Plus, it’s simple in Tumblr to just change your URL if anyone finds you. Your name isn’t attached to that profile at all so without that URL it is pretty difficult to find you again, especially for the typical parent snooping around. This really helps make the site a place where people can post and support others posts.
This is exactly as we designed it, and exactly as we hoped it would be used. To understand why, it helps to remember the social-web context of 2007, when we made the core social features: MySpace was still very popular, Facebook was taking off, and social networks were it. And social networks want your real name, photo, and as much personal information as you’ll give them.
Social networks are designed around who you are and who you know. They’re for 24/7 contact with your family, classmates, friends, bosses, coworkers, ex-classmates, ex-bosses, ex-coworkers, ex-friends, ex-family, and exes, in a medium that doesn’t leave much room for humanity, filtering, subtlety, and nuance. Some people love it; I only see the irrelevance, drama, and baggage that comes with it, and being politically impossible to un-“friend” many of them.

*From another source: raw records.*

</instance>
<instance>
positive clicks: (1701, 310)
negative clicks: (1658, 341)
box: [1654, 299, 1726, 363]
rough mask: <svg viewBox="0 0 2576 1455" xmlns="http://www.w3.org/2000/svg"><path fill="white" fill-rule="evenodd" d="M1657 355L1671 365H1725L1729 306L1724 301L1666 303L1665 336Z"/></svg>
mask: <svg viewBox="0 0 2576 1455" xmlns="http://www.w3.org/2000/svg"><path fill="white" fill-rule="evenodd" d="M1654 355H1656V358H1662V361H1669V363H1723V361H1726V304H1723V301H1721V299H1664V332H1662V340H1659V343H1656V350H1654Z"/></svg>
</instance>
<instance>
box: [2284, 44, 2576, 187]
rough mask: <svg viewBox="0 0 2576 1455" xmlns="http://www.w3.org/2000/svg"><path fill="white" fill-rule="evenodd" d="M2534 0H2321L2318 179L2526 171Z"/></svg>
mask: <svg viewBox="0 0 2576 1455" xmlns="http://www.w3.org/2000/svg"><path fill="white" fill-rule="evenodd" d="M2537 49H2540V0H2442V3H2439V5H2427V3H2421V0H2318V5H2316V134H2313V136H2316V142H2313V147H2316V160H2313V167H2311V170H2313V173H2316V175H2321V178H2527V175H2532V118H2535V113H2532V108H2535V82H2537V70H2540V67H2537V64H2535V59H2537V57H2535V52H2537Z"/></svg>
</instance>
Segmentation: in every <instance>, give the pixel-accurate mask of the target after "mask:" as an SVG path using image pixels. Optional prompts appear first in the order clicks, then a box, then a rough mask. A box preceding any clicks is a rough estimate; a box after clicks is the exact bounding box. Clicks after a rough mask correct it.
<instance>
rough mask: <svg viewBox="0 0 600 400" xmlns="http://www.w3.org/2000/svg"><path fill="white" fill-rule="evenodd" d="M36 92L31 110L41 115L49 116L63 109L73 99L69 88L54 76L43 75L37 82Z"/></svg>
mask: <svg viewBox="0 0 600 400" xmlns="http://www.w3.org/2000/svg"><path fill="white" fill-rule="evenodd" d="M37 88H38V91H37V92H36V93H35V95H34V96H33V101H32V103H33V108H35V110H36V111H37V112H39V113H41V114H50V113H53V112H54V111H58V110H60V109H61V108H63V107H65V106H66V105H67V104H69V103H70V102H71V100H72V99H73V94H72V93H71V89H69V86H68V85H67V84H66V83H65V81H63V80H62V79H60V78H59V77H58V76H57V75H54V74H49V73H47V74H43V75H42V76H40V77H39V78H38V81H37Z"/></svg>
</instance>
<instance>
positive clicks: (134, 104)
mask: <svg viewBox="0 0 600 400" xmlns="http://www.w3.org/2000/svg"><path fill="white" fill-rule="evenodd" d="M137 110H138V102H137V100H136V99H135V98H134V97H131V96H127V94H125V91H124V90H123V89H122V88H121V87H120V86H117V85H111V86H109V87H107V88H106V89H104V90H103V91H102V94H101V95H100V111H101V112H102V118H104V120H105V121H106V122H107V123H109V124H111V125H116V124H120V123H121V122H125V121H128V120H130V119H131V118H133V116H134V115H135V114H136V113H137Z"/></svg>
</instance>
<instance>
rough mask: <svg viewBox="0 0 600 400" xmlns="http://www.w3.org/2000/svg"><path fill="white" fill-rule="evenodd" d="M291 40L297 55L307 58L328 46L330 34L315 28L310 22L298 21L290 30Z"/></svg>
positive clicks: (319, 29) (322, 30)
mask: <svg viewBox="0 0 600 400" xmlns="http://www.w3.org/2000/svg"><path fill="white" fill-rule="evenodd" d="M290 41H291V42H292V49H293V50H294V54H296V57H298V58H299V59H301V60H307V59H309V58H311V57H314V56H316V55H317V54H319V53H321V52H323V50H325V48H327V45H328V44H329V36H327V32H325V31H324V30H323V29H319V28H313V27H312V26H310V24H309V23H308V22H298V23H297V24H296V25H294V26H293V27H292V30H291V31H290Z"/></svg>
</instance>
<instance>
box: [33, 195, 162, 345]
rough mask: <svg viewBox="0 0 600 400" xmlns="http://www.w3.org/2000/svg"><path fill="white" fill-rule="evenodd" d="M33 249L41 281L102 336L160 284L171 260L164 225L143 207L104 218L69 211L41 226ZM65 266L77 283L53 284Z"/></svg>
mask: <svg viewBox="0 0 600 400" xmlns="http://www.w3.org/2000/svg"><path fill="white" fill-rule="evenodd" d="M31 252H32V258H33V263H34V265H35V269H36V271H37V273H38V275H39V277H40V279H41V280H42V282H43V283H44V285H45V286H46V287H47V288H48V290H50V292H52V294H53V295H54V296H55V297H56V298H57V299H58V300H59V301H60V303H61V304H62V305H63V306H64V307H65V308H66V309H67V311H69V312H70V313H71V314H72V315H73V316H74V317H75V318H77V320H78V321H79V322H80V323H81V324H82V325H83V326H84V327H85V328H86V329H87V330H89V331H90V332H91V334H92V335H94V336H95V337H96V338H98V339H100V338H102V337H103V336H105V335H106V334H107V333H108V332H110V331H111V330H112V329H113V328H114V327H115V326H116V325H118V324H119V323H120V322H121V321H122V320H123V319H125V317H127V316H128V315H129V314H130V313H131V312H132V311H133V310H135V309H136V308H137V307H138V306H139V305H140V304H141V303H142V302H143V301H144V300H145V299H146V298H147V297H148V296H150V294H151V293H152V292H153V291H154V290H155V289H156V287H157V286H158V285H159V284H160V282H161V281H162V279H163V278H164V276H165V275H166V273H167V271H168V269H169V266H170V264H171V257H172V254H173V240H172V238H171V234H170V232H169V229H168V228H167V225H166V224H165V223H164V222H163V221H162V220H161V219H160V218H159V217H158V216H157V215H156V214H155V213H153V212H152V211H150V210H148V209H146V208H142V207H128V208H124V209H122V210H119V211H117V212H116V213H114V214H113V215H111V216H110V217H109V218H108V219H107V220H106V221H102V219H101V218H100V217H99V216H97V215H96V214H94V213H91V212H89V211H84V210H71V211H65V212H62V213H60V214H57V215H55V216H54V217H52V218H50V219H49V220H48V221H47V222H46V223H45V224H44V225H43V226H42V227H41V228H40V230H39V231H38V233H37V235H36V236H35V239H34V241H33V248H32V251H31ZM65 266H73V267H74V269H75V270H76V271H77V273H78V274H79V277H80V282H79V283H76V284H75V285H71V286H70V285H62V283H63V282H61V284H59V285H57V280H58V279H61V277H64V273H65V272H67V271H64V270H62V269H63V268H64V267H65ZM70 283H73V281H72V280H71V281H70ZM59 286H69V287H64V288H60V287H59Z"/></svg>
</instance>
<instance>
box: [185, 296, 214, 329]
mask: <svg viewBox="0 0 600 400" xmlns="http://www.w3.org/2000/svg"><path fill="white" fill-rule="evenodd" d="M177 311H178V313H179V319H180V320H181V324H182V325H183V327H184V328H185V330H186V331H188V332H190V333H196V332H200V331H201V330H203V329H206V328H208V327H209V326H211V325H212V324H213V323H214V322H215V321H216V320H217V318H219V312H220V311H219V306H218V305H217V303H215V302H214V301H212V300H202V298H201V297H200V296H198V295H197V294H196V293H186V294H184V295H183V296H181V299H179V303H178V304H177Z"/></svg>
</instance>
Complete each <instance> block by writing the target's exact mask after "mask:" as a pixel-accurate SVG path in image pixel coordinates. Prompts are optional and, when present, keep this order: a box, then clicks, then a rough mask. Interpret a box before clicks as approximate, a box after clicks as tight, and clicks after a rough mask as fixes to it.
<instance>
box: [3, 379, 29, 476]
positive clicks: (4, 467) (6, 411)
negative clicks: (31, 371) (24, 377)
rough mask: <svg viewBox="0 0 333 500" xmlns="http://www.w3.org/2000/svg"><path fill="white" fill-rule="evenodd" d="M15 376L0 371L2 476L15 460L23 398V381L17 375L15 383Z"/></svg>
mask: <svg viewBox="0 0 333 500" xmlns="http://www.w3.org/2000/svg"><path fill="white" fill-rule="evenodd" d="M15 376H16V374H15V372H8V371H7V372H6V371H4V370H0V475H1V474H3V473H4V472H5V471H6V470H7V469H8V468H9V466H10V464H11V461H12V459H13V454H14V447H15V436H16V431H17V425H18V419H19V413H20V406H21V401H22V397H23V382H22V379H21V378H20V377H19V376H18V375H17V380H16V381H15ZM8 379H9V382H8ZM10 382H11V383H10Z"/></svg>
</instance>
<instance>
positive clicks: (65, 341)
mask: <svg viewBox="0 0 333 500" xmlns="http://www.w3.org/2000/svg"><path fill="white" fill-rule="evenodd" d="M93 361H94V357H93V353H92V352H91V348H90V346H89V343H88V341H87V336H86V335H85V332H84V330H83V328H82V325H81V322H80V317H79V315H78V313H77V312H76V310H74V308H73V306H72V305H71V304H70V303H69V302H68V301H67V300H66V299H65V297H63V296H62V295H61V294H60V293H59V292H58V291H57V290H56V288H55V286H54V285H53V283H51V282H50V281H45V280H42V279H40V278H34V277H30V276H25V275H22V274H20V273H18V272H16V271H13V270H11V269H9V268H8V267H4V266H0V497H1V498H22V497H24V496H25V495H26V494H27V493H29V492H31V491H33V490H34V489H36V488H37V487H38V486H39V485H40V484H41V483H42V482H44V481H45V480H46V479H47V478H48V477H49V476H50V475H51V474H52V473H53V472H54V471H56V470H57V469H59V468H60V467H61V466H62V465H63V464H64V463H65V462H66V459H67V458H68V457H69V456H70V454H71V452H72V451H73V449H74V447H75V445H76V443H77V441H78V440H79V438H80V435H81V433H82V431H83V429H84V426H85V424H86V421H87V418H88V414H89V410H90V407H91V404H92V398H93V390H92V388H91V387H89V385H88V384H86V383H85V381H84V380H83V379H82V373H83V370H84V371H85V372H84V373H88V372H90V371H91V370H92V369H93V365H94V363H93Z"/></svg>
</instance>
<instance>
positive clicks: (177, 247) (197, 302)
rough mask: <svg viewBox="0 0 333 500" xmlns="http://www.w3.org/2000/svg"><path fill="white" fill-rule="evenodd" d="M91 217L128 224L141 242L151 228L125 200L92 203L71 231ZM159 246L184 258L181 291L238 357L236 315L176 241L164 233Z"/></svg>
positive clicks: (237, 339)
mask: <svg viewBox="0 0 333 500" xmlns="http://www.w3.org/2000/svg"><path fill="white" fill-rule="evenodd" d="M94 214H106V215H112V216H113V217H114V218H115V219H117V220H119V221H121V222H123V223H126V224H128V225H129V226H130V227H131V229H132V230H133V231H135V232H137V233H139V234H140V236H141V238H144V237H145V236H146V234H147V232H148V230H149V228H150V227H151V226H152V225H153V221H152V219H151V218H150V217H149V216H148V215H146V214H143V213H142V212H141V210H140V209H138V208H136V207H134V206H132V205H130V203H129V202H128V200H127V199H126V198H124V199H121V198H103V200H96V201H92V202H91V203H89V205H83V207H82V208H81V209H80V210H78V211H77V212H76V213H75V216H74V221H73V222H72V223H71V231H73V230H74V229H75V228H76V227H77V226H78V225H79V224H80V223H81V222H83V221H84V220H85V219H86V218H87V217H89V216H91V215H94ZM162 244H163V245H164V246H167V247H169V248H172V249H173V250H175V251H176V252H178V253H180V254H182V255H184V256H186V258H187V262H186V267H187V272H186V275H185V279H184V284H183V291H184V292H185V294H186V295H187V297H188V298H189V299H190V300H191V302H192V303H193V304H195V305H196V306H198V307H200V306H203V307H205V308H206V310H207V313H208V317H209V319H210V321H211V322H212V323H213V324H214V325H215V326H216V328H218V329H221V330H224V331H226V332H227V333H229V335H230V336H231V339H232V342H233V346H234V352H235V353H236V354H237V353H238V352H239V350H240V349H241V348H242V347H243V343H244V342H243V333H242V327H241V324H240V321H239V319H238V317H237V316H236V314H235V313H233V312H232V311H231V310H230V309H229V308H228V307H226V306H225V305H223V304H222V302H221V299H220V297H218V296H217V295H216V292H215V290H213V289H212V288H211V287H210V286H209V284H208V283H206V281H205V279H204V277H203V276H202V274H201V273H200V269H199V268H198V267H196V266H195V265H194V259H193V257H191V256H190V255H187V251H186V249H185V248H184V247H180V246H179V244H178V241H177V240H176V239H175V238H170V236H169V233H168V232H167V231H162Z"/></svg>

As a teenager, I escaped from these real-life people, problems, and social statuses to the internet — the last thing I wanted was to be surrounded by them there, too.
Tumblr didn’t start as a social network — it was only a blogging platform for its first few months, and blogging was still the primary focus for its first few years. The blog world was always merit- and interest-based, with one-way following (and minimal focus on follower stats) and easy availability and widespread acceptance of pseudonyms and anonymity.
Tumblr was designed around what you say and what you’re interested in, and it lets you choose whether, how, and how much to reveal your identity on a per-blog level. That was a deliberate, designed decision because that’s the kind of product David and I wanted.
I’d hate to ever have a world in which traditional social networks are the only option, leaving no refuge for people who want or need to escape.